Logo JawaPos
Author avatar - Image
Senin, 24 Juli 2023 | 19.46 WIB

UPN Veteran Jatim Borong Penghargaan Capaian Indikator Kinerja Utama PTN BLU

Gedung UPN Veteran Jatim - Image

Gedung UPN Veteran Jatim

JawaPos.com – Sejumlah perguruan tinggi negeri (PTN) Surabaya meraih penghargaan unggulan indikator kinerja utama (IKU) dari Ditjen Diktiristek. Di antaranya, Universitas Pembangunan Nasional Veteran Jawa Timur dan Institut Teknologi Sepuluh Nopember (ITS).

UPN Veteran Jawa Timur berhasil memborong penghargaan capaian IKU di Liga PTN BLU (badan layanan umum). Yakni, pertumbuhan IKU terbaik PTN BLU, Top 10 Liga PTN BLU, Keunggulan IKU 1, Keunggulan IKU 2, dan Keunggulan IKU 8.

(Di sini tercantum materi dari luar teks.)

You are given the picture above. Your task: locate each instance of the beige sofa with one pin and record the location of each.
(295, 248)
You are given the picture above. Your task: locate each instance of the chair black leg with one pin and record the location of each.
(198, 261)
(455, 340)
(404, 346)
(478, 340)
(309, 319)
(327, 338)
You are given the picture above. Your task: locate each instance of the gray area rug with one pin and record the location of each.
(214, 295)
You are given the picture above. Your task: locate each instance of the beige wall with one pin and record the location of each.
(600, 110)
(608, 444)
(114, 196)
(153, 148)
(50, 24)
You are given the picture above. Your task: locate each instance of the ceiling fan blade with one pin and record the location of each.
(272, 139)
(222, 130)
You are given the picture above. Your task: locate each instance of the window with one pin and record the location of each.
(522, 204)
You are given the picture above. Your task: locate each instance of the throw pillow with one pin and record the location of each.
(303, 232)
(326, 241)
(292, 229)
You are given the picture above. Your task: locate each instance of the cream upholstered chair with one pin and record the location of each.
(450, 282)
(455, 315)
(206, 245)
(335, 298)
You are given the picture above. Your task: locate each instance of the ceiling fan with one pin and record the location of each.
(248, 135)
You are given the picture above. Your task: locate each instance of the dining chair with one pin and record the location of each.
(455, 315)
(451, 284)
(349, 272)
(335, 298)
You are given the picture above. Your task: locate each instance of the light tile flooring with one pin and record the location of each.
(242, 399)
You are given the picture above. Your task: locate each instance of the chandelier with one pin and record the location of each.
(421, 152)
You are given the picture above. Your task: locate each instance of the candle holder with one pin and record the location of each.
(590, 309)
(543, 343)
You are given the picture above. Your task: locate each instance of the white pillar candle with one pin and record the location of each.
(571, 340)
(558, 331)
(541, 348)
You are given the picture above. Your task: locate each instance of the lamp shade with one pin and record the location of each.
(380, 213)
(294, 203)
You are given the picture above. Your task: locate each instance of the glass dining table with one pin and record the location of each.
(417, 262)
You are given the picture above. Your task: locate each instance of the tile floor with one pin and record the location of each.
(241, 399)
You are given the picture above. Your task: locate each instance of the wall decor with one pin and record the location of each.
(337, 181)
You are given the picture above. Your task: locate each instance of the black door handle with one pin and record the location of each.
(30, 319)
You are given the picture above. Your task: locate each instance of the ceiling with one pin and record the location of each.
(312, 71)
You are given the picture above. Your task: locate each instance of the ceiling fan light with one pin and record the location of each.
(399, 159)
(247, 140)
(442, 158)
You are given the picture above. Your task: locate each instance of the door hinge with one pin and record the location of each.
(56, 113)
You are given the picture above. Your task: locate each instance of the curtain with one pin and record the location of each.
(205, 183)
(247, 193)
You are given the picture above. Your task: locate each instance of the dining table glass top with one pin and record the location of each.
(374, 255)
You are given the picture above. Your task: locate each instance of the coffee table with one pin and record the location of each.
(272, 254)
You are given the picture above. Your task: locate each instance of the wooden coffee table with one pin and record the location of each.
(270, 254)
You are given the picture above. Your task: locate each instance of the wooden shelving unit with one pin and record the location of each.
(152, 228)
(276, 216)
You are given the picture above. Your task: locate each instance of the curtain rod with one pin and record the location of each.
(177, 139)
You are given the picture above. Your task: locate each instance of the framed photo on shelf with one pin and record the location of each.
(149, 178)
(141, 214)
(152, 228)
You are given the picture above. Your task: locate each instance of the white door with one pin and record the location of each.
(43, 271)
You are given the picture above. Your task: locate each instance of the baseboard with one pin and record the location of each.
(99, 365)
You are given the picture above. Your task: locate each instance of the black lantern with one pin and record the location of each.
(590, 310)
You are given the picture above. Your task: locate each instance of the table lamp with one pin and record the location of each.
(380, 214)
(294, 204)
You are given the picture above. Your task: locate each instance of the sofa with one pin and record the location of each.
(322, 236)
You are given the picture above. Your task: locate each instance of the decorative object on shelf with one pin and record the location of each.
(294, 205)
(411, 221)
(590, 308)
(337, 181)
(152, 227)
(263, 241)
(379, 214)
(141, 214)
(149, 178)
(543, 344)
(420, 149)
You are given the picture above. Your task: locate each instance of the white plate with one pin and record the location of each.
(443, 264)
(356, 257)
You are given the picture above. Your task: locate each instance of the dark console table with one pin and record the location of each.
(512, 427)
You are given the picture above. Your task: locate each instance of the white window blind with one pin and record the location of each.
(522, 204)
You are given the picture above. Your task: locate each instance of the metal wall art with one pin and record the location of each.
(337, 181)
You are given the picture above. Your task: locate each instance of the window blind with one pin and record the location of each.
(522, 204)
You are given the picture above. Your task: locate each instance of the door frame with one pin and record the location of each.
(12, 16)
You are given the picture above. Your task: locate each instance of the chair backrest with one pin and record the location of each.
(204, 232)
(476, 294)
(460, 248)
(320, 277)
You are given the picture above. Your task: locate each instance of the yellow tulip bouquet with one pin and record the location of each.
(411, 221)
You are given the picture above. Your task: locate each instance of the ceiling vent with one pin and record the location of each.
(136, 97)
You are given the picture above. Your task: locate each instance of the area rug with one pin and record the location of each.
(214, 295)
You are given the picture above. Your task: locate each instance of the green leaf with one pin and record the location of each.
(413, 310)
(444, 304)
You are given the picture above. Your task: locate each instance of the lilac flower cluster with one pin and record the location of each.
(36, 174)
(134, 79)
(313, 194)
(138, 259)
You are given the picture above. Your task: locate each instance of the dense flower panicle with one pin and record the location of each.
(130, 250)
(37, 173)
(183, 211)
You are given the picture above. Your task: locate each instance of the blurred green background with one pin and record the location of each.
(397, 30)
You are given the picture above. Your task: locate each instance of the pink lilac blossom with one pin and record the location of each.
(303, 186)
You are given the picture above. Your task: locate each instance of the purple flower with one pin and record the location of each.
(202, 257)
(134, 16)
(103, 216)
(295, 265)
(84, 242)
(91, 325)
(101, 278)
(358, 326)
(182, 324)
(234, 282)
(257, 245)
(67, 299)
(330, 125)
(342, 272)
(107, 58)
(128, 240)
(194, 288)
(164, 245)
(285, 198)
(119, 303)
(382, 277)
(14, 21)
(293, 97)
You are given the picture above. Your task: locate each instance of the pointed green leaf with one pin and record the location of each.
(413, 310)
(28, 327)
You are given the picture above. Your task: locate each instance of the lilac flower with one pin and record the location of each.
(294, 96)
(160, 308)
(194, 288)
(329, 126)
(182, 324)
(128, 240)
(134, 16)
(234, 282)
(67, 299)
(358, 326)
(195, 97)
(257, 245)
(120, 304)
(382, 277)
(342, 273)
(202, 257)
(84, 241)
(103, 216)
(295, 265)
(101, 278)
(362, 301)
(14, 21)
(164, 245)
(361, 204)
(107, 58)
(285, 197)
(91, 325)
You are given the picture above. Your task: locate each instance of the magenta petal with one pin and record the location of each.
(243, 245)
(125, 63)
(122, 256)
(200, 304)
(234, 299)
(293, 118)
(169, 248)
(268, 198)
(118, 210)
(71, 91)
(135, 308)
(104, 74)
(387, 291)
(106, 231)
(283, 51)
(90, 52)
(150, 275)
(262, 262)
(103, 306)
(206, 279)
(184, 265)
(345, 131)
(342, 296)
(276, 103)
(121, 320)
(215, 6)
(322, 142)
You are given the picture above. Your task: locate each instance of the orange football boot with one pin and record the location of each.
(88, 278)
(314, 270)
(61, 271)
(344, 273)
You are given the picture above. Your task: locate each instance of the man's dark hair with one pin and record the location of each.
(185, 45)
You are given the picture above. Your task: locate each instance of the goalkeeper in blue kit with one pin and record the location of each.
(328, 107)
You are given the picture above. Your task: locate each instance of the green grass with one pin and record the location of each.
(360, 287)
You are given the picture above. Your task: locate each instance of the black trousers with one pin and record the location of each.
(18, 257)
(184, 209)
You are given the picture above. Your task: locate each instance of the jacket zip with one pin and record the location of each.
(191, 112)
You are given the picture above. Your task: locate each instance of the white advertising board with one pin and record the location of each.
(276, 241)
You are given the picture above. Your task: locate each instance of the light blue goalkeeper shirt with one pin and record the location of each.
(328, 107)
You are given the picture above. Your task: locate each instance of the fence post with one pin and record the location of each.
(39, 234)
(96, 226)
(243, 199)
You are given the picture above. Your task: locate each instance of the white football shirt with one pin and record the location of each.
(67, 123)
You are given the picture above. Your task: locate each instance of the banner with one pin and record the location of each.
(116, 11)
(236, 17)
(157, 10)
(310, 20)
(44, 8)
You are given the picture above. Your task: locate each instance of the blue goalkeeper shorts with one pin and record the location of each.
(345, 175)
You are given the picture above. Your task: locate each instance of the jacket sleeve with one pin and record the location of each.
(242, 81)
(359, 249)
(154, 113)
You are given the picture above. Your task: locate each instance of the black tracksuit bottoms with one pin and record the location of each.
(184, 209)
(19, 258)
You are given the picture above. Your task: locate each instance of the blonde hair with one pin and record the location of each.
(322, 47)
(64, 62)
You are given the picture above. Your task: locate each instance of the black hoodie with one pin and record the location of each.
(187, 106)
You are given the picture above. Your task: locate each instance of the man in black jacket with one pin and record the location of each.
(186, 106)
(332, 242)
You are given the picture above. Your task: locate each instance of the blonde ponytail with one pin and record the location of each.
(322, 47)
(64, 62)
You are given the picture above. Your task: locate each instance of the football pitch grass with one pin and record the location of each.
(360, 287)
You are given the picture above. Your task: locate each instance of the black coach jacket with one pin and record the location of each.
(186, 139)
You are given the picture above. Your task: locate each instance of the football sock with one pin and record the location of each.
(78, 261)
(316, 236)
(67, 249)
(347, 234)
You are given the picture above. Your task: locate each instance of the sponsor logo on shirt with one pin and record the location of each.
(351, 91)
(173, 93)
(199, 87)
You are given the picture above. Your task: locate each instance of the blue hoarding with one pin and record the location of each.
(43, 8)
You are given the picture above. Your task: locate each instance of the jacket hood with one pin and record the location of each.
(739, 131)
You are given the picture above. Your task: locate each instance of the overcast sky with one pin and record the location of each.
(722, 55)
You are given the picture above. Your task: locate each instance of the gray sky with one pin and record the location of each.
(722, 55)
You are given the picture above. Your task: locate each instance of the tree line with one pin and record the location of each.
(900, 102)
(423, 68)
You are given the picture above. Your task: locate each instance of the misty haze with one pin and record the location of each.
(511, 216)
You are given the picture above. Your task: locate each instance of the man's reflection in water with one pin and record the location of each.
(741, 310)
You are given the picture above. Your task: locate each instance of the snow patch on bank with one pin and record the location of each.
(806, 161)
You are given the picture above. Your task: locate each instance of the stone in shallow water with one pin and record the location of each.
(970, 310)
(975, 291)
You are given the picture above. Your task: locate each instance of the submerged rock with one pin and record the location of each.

Sementara itu, ITS berhasil mempertahankan prestasi dengan penghargaan unggulan IKU 1 PTN BH. Rektor UPN Veteran Jawa Timur Prof Akhmad Fauzi mengatakan, ada delapan indikator IKU yang dinilai oleh Ditjen Diktiristek. Pihaknya terus berupaya untuk memenuhi delapan indikator tersebut.

Salah satunya, menghasilkan lulusan yang memperoleh kerja kurang dari tiga bulan setelah lulus dengan gaji minimal UMR. Dari hasil tracer per periode lulusan, rerata sudah bekerja tiga bulan setelah lulus sekitar 78 persen. Sisanya antara 4–6 bulan.

”Kami dapat terbaik di PTN BLU se-Indonesia,” katanya, Minggu (23/7).

Fauzi menambahkan, indikator penilaian dilihat dari mahasiswa yang memiliki pengalaman di luar kampus. Misalnya, mengikuti magang di perusahaan besar, pengalaman riset, pertukaran mahasiswa ke luar negeri, dan mahasiswa membangun desa.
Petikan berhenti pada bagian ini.